Preventing Chemotherapy-Induced Peripheral Neuropathy

Chemotherapy-induced peripheral neuropathy (CIPN) is a major dose limiting side effect of several commonly used chemotherapeutic agents, often leading to treatment discontinuation. Up to 20% of patients treated with weekly paclitaxel experience severe CIPN and it is noteworthy that no effective treatment has been established so far. In this study, we assess the effect of hypothermia in preventing CIPN in healthy subjects and then, cancer subjects undergoing adjuvant paclitaxel chemotherapy. This study may contribute to alleviating dose-limitation due to CIPN and increase the likelihood of success of chemotherapy.

1. Imaging of temperature dependent hemodynamics in the rat sciatic nerve by functional photoacoustic microscopy. L. D. Liao, J. Orellana, Y. H. Liu, Y. R. Lin, A. Vipin, N. V. Thakor, K. Shen, and E. Wilder-Smith, Biomedical engineering online, vol. 12, pp. 120-32, Nov 2013.

The mechanisms of the peripheral nerve damage induced by paclitaxel are unclear, but are directly dose related. We have demonstrated the influence of hypothermia in reducing nerve blood flow in rats. This study underlies the hypothesis that limb hypothermia during chemotherapy reduces the incidence and severity of CIPN, by limiting deliverance of the neurotoxic drug to the peripheral nerves.
Additionally, future work will be directed towards gaining in-depth knowledge of the neuroprotective mechanisms promoted by hypothermia. We will develop an animal model of paclitaxel-induced peripheral neuropathy and probe the blood perfusion and nerve conduction changes with hypothermia, using the multimodal imaging system and mass spectrometric analysis. Since CIPN is a major dose-limiting side-effect of chemotherapy, this proposed technique will indeed improve the lifestyle of cancer patients.

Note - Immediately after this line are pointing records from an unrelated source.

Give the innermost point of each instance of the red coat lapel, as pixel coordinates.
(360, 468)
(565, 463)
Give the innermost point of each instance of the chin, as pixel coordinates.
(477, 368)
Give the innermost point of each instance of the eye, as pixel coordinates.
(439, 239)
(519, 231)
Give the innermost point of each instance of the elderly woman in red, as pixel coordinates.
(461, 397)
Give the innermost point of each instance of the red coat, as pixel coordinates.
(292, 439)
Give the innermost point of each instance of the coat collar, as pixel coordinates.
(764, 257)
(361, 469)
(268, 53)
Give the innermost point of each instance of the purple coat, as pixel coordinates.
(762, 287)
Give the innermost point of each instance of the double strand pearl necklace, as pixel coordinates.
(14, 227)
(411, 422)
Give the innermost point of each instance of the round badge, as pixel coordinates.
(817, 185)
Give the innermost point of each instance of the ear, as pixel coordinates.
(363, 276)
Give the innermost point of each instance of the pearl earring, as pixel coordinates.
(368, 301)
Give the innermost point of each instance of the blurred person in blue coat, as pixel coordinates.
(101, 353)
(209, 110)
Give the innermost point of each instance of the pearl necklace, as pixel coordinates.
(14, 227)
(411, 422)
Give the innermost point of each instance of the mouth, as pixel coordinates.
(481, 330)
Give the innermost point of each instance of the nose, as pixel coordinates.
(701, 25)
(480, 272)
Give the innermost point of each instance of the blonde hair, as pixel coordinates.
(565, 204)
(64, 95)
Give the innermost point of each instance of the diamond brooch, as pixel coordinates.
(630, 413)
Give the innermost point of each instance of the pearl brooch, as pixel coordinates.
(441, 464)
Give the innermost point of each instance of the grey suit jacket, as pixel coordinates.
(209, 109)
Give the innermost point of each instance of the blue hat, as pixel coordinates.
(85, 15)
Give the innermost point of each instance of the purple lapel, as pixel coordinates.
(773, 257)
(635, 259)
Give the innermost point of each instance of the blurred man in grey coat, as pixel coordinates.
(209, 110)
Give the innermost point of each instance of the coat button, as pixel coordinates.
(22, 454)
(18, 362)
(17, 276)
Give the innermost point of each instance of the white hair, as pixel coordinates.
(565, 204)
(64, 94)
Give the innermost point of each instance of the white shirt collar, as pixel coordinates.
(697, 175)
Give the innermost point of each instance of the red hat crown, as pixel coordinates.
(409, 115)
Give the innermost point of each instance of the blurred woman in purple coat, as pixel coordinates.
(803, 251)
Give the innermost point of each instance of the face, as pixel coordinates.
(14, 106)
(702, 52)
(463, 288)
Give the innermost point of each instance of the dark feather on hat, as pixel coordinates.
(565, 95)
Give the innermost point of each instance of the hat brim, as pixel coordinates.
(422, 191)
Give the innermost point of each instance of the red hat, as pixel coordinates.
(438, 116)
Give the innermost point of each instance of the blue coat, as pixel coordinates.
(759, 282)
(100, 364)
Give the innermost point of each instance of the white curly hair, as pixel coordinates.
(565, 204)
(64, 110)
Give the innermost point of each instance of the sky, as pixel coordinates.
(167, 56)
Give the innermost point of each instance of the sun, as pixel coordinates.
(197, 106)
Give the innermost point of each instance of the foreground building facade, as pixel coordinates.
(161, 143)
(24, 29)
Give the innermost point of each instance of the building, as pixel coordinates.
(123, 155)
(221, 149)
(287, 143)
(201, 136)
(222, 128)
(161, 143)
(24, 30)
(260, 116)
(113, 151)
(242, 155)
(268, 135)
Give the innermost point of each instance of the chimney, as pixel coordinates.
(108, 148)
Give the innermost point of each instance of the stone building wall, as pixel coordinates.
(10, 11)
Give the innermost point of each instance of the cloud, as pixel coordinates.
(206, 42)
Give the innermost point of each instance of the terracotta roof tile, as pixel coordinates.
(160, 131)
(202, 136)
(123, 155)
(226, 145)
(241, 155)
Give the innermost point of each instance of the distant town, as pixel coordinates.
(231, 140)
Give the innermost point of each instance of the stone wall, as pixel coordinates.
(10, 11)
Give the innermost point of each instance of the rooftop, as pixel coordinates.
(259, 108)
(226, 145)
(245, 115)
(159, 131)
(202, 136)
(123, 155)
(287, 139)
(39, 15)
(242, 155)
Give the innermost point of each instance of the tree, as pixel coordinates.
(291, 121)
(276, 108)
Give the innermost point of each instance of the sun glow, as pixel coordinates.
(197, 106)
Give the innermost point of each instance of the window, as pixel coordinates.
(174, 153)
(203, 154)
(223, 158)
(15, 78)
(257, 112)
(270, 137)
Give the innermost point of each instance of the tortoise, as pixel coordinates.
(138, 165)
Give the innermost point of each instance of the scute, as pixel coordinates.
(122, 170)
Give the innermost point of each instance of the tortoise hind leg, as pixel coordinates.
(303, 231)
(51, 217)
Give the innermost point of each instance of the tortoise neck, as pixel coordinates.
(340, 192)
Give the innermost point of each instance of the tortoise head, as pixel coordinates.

2. Hypothermia for Preventing Chemotherapy-Induced Neuropathy - A Pilot Study on Safety and Tolerability in Healthy Controls. A.Bandla, R.Sundar, L. D. Liao, S.Tan, S.Lee, N. V. Thakor, and E. Wilder-Smith, Acta oncologica 2015 submitted

We hypothesize that limb hypothermia during chemotherapy reduces the incidence and severity of CIPN, by limiting deliverance of the neurotoxic drug to the peripheral nerves. In this study, prior to assessing the effect of hypothermia in preventing CIPN in cancer subjects undergoing paclitaxel chemotherapy, we assess the safety and tolerable temperatures for limb hypothermia in healthy human subjects. Our results confirm the safety and tolerability of continuous flow limb hypothermia in healthy subjects. Further studies will use achieved tolerable temperature to investigate hypothermia in preventing CIPN in breast-cancer patients receiving adjuvant weekly paclitaxel. This pilot study may contribute to alleviating dose-limitation due to CIPN and increase the likelihood of success of chemotherapy.